JSFeeds: indepth.dev - Demistifying webpack's 'import' function: using dynamic arguments

Thursday, 14 October, 2021 UTC

Demistifying webpack's 'import' function: using dynamic arguments

Summary

Although it is a popular selling point of webpack, the import function has many hidden details and features that many developers may not be aware of. For instance, the import function can accept dynamic expression and still be able to achieve well known features such as lazy loading. You can think of a dynamic expression as anything that's not a raw string(e.g import('./path/to/file.js')). A few examples of dynamic expressions could be: import('./animals/' + 'cat' + '.js'), import('./animals/' + animalName + '.js'), where animalName could be known at runtime or compile time. In this article, we will dive deep into the concept of dynamic expressions when it comes to the import function and hopefully, at the end, you will be more acquainted with the range of possibilities that this webpack's feature provides.

There are no special prerequisites, apart from a basic understanding of how the import function behaves when its argument is static(i.e it creates a new chunk). There is also an article named An in-depth perspective on webpack's bundling process in which concepts such as Modules and Chunks are explained, but it shouldn't affect the understanding of this article too much.

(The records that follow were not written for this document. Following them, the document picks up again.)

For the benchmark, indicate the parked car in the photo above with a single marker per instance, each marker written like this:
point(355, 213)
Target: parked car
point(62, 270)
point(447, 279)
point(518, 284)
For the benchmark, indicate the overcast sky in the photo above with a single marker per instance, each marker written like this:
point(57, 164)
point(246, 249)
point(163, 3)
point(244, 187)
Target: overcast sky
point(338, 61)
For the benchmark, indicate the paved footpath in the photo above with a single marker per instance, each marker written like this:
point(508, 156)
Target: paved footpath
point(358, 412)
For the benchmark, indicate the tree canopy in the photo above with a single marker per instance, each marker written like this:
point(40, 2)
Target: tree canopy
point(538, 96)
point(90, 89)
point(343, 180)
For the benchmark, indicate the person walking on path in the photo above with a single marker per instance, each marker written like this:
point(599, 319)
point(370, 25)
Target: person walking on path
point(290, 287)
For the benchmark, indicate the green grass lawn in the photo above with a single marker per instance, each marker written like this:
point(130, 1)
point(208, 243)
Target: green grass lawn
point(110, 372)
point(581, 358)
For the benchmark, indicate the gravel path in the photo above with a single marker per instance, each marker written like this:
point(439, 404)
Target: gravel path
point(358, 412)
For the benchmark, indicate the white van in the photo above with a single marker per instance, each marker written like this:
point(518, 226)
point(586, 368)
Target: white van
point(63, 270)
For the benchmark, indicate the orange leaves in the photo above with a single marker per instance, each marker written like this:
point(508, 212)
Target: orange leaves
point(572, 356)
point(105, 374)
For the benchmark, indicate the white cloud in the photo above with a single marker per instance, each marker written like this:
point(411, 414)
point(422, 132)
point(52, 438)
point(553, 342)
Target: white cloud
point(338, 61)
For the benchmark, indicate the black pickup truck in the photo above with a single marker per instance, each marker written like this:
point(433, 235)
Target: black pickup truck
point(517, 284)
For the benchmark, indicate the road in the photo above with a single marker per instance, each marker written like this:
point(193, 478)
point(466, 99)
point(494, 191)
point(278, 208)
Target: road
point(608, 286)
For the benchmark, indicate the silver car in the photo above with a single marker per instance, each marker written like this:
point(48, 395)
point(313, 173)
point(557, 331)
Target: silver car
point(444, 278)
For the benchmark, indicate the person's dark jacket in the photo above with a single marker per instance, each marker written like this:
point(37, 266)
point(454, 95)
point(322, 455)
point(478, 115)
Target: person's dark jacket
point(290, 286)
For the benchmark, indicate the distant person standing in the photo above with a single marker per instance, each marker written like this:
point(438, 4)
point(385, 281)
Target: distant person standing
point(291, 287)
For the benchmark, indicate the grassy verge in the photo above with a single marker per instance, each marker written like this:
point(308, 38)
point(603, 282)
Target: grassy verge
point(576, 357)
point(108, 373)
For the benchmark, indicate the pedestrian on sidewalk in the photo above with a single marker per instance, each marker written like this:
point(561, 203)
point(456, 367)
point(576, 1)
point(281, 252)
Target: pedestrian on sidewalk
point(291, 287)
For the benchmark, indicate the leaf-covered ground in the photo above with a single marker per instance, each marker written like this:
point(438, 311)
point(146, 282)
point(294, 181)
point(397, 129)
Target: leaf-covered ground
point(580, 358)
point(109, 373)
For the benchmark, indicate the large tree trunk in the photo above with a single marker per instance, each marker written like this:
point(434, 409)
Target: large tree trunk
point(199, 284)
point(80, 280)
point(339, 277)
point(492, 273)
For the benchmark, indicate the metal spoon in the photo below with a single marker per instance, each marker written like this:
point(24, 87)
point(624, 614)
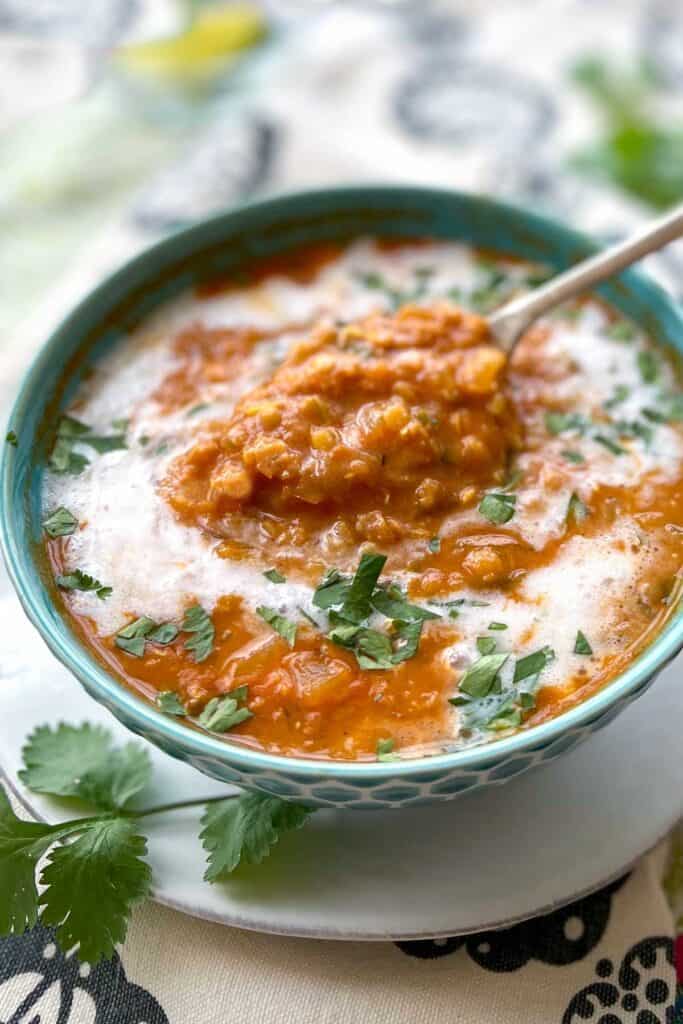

Throughout the article we will be using live examples(all of them in the form of a StackBlitz app) and diagrams, so let's get started!

The implications of dynamic arguments

Although the value is not known at compile time, by using the import() function with dynamic arguments we can still achieve lazy loading. Unlike SystemJS, webpack can't load any arbitrary module at runtime, so the fact that the value will be known at runtime will constrain webpack to make sure that all the possible values that the argument can resolve to are accounted for. We will see what is meant by that in the following sections, where we will examine the customizations the import function can accept.

For now, we will focus on the import's argument. All the following sections will be based on the same example where there is a directory called animals and inside there are files that correspond to animals:

├── animals
│   ├── cat.js
│   ├── dog.js
│   ├── fish.js
│   └── lion.js
├── index.js

Each examples uses the import function like this: import('./animals/${fileName}.js'). As far as the ./animals/${fileName}.js segment is concerned, each ${fileName} refers to a dynamic part and it will be replaced with /.*/ by default(you can think of it as a glob pattern). The given expression can have multiple dynamic parts. The provided argument will eventually result into a RegExp object which will be used to determine which files should be considered later. The traversal starts from the first static part of the provided path(in this case it is ./animals) and in each step it will read the files from the current directory and will test the RegExp object against them. It can also traverse nested directories(this is the default behaviour) and once the files are properly discovered, webpack will proceed based on the chosen mode. In this example, the resulting RegExp object will be /^\\.\\/.*\\.js$/ and it will be tested against all the files which reside in the animals/ directory(e.g regExp.test('./cat.js')).

It's important to mention that the traversal and the file discovery are done at compile time.

As a side note, the replacement for the dynamic parts and whether nested directories should be traversed can be chosen by us in the config file:

// wepback.config.js
module: {
    parser: {
      javascript: {
        wrappedContextRegExp: /.*/,
				wrappedContextRecursive: true
      }
    }
  }

So, wrappedContextRecursive specifies whether nested directories should be traversed or not(e.g considering files inside animals/aquatic/ too or not) and with wrappedContextRegExp we can tell webpack what to replace the expression's dynamic parts with.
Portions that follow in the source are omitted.